Calor apabullante, el de estos días primeros del verano. Hasta en el
Claustro Mudéjar de Chinchilla, en las noches del Festival de Teatro Clásico,
que ya es decir. El primer día, como siempre, echamos la chaqueta por si acaso.
El aire de la tarde hervía, y sin embargo, la experiencia aconsejaba proveer
ropa de abrigo. No hizo falta. Sudamos en las sillas rojas, mientras hacíamos
gimnasia cambiando de postura, ya que esas sillas tienen la extraña propiedad
de no adaptarse a ninguna anatomía. Pero al fin, ha sido reconfortante,
inesperadamente reconfortante el resultado. Primero sorprendió que hubiera
Festival, en medio del vendaval de recortes e imprevisiones.

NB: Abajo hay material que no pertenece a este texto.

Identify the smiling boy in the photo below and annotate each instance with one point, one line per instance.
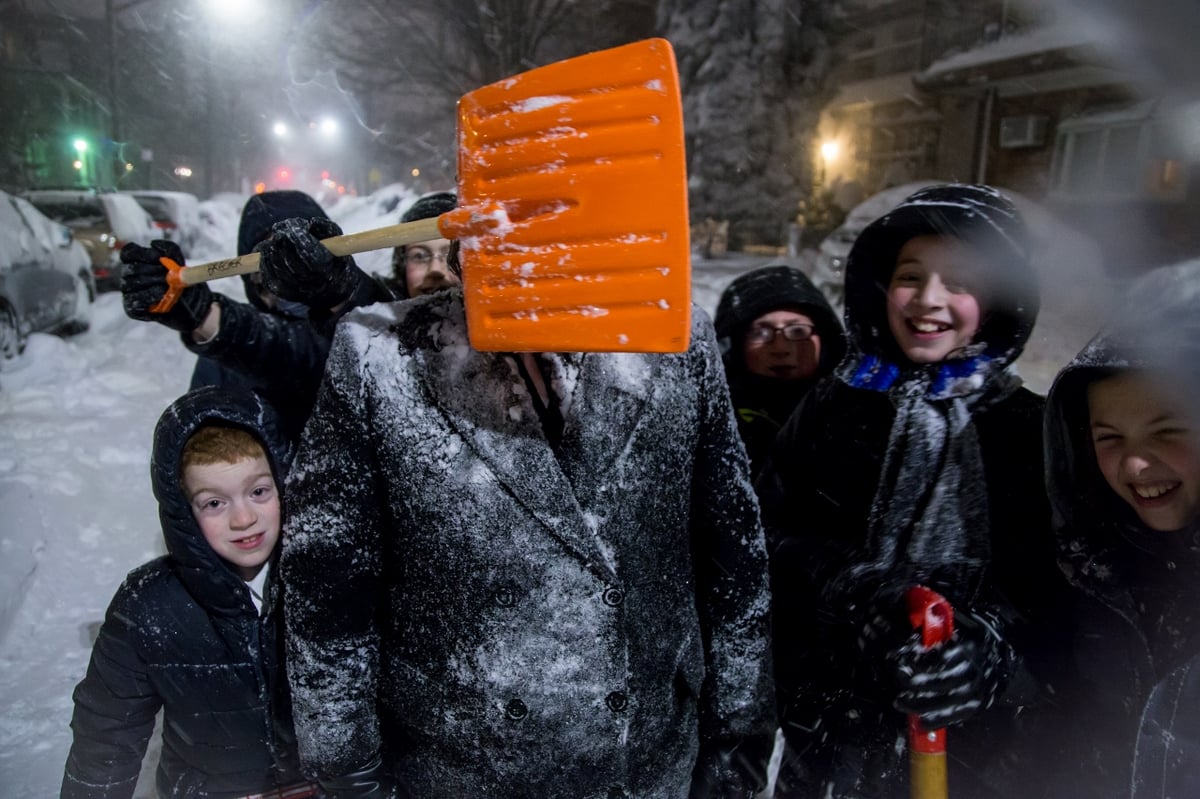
(919, 462)
(198, 631)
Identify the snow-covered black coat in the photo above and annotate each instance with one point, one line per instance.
(279, 354)
(183, 635)
(507, 620)
(989, 550)
(1135, 618)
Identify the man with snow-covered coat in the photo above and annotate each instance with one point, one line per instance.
(525, 576)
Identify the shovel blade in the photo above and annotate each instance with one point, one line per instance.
(581, 168)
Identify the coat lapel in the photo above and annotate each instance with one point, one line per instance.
(484, 398)
(610, 394)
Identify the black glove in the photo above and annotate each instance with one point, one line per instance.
(949, 683)
(372, 780)
(298, 268)
(144, 283)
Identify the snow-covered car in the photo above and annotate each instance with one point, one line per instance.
(58, 239)
(102, 221)
(829, 269)
(175, 214)
(39, 293)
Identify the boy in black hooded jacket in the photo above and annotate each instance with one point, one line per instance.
(919, 462)
(198, 631)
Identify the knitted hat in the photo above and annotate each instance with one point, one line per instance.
(977, 215)
(264, 210)
(425, 208)
(430, 205)
(775, 288)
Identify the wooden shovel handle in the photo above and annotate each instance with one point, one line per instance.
(345, 245)
(180, 277)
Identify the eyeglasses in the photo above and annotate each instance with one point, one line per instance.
(424, 257)
(765, 335)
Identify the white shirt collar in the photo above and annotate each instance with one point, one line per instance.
(257, 587)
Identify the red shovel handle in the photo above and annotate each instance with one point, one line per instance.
(931, 614)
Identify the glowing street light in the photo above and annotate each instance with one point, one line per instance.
(233, 12)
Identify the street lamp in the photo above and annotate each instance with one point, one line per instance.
(829, 151)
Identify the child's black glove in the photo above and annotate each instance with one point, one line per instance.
(952, 682)
(144, 283)
(298, 268)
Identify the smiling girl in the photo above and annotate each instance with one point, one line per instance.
(1123, 475)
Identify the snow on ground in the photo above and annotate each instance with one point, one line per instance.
(76, 424)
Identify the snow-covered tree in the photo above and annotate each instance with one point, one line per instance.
(406, 65)
(753, 74)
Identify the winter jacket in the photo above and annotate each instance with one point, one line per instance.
(276, 350)
(1135, 618)
(763, 403)
(277, 354)
(183, 635)
(507, 619)
(991, 557)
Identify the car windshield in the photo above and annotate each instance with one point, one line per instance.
(78, 214)
(157, 208)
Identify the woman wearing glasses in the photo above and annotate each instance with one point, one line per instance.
(778, 336)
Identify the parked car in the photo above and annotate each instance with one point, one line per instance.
(102, 222)
(829, 269)
(41, 289)
(57, 239)
(175, 214)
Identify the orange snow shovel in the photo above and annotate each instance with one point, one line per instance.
(933, 614)
(573, 215)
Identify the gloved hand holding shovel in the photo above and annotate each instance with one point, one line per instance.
(573, 216)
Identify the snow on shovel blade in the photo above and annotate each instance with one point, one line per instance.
(574, 218)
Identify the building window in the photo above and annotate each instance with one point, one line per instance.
(1109, 157)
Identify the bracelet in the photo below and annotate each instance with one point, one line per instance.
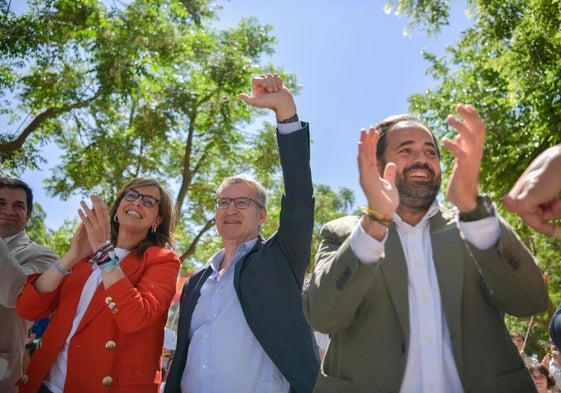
(109, 265)
(60, 269)
(376, 216)
(103, 255)
(292, 119)
(102, 245)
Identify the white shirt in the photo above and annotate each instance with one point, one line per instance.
(430, 363)
(57, 375)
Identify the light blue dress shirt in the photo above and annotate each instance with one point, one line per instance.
(224, 355)
(430, 363)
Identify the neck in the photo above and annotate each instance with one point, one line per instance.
(127, 242)
(410, 216)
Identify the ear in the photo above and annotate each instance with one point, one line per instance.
(157, 221)
(262, 216)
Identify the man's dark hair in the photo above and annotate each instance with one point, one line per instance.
(10, 182)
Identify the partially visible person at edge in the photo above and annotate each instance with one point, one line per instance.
(542, 378)
(519, 341)
(241, 325)
(19, 256)
(535, 196)
(109, 296)
(413, 294)
(552, 361)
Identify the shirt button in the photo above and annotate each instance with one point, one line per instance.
(110, 345)
(107, 381)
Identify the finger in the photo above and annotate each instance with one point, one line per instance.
(276, 82)
(390, 173)
(268, 82)
(473, 122)
(247, 99)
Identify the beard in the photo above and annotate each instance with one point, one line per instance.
(417, 195)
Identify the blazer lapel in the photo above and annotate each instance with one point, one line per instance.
(130, 265)
(448, 262)
(394, 272)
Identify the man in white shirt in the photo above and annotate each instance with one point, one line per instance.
(413, 294)
(241, 325)
(19, 256)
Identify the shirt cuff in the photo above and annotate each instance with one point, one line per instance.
(483, 234)
(289, 128)
(367, 249)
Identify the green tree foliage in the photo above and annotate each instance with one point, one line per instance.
(507, 64)
(126, 89)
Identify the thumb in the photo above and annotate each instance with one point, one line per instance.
(245, 98)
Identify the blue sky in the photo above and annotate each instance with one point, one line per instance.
(355, 67)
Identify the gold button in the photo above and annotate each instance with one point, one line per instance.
(107, 381)
(110, 345)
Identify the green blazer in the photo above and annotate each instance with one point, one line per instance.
(365, 308)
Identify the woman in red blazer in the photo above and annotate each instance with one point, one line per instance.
(108, 296)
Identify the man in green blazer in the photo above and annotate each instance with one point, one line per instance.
(19, 256)
(413, 294)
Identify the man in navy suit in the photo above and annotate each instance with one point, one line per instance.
(241, 325)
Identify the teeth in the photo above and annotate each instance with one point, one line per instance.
(133, 214)
(419, 174)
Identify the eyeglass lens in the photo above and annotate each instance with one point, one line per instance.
(147, 200)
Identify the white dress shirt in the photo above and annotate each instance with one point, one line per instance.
(430, 363)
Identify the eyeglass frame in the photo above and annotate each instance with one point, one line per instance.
(230, 200)
(142, 197)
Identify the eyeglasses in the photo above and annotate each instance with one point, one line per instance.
(147, 200)
(240, 203)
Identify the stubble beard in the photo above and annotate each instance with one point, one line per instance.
(417, 196)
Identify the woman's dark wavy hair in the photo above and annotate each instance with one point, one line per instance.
(544, 371)
(164, 236)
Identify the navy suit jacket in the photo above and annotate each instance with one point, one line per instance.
(268, 280)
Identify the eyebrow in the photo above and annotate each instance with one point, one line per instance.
(410, 142)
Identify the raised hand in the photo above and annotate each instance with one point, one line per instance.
(96, 221)
(467, 149)
(535, 196)
(269, 92)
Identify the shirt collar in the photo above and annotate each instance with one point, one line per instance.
(242, 249)
(431, 212)
(9, 238)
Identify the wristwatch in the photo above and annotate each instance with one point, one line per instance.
(484, 209)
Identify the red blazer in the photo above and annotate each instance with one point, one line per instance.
(118, 344)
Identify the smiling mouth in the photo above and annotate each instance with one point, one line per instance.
(132, 213)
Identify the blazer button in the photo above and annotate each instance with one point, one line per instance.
(107, 381)
(110, 345)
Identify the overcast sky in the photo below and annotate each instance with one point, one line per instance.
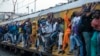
(40, 4)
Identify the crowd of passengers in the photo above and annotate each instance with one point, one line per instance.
(81, 32)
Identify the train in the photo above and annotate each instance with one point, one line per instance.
(59, 11)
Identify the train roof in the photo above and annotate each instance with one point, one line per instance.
(53, 9)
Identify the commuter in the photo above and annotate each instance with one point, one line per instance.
(15, 31)
(96, 25)
(5, 37)
(20, 34)
(27, 32)
(66, 33)
(75, 37)
(1, 33)
(86, 27)
(40, 32)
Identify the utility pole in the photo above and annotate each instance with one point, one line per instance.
(28, 9)
(14, 5)
(35, 5)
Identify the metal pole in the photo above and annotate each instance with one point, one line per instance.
(28, 9)
(35, 5)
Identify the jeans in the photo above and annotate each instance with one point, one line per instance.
(60, 41)
(98, 44)
(20, 38)
(26, 39)
(75, 39)
(50, 41)
(94, 44)
(87, 37)
(5, 38)
(11, 38)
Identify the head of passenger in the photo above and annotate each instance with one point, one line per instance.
(73, 15)
(77, 14)
(97, 14)
(60, 20)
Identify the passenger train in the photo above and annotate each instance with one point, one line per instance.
(59, 11)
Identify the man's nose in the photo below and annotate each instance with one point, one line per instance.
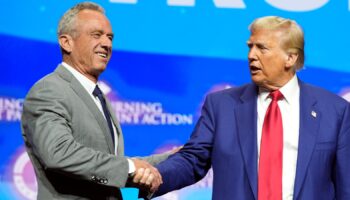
(106, 42)
(251, 54)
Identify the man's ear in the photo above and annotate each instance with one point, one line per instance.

Luego, mosqueaba
que se hubiera comprimido la semana de antaño en solo cuatro representaciones y
un concierto. Y mosqueaba más que en los programas de mano y en la revista
anunciadora, los políticos ocupen el espacio de las obras recortadas, posando como
si fueran el anuncio de otras tantas obras de teatro, de prometedora sonrisa y
corbata muy clásica. Las vaguedades con las que rellenan el resto de la página los
devuelven al papel insulso de políticos, y confirman que no han sido ellos los programadores
del Festival. El buen gusto es otra cosa. No he podido disfrutarlo entero,
porque otros ardores, los de la política municipal, me han secuestrado un par
de noches. Lo siento: me perdí a los Cachivaches de Ariza, que era lo que más
quería ver. Entre otras cosas porque el director es nuestro antiguo profesor de
teatro en el TEMA, el legendario Antonio Malonda. Mira que lo siento. En cambio
tuve ocasión de disfrutar de Gemma Cuervo en el papel de Celestina. Y digo
bien, de disfrutar. Al revés de lo que les pasa a otros, suelo esperar poco de
los actores popularizados por la televisión cuando se meten entre las tablas
del teatro. Pero la Cuervo, septuagenaria como es, tira de oficio, imanta el
escenario y llena de matices cada sílaba del texto, incluso cuando olvida el
texto y lo sustituye con morcillas, cosa que ocurre con frecuencia. Se lo
perdonamos. Incluso le perdonamos que a veces no le llegue la voz al cuello y
no se la oiga. En cambio no les perdonamos a Calixto y Melibea que sean tan
planos en su interpretación y no estén a la altura del resto del elenco, que
ralla a buena altura. Hago esfuerzos y no recuerdo un Calixto y una Melibea que
me hayan satisfecho por completo. No sé si será porque el perfil de ambos
personajes obliga a que sean jóvenes, y por tanto inexpertos, quienes los ponen
en pie. Aunque sin duda, lo mejor de La Celestina que nos ha visitado es la
versión de Eduardo Galán, que filtra la esencia de ese texto magnífico, pero
irrepresentable, convirtiéndolo en digestivo y salvando a la vez todos sus ecos
y primores. Al volver a casa, lo primero que hice fue irme a releer pasajes,
antes de que se perdiera el perfume. También la escenografía, cuyo autor no
figura en el programa. Aunque un poco aparatosa, resulta efectiva: cambia ambientes
y recrea lugares con un casetón móvil. En cambio no me gustó tanto la actuación
del también televisivo Daniel Albaladejo, el chófer de Cámara Café, en la obra
del martes. Era un Lope de Vega, Las flores de don Juan, ambientado en Valencia
y convertido en musical a lo Caetano Veloso. Aunque las voces de los actores no
fueran para tirar cohetes, aunque a veces se les liase el texto, el espectáculo
resulta refrescante. Todo menos Albaladejo, ya digo, que fuerza con lágrimas y aspavientos
la contrición de don Alonso. Es sabido que la clave del arte, de cualquier
arte, es atemperar el sentimiento, gobernarlo para que no se vaya de las manos
y se pueda expresar con matices, tal como hace la Cuervo, menos dotada
físicamente, pero con muchísimo más oficio. Finalmente, me perdí también la
obra de Ron Lalá, que hay quien dice que fue la mejor, lo que ya es decir. Y,
día a día, fue creciendo la luna sobre el Claustro de Santo Domingo. En el
Mercado Medieval la tenemos casi llena. Y corre el aire.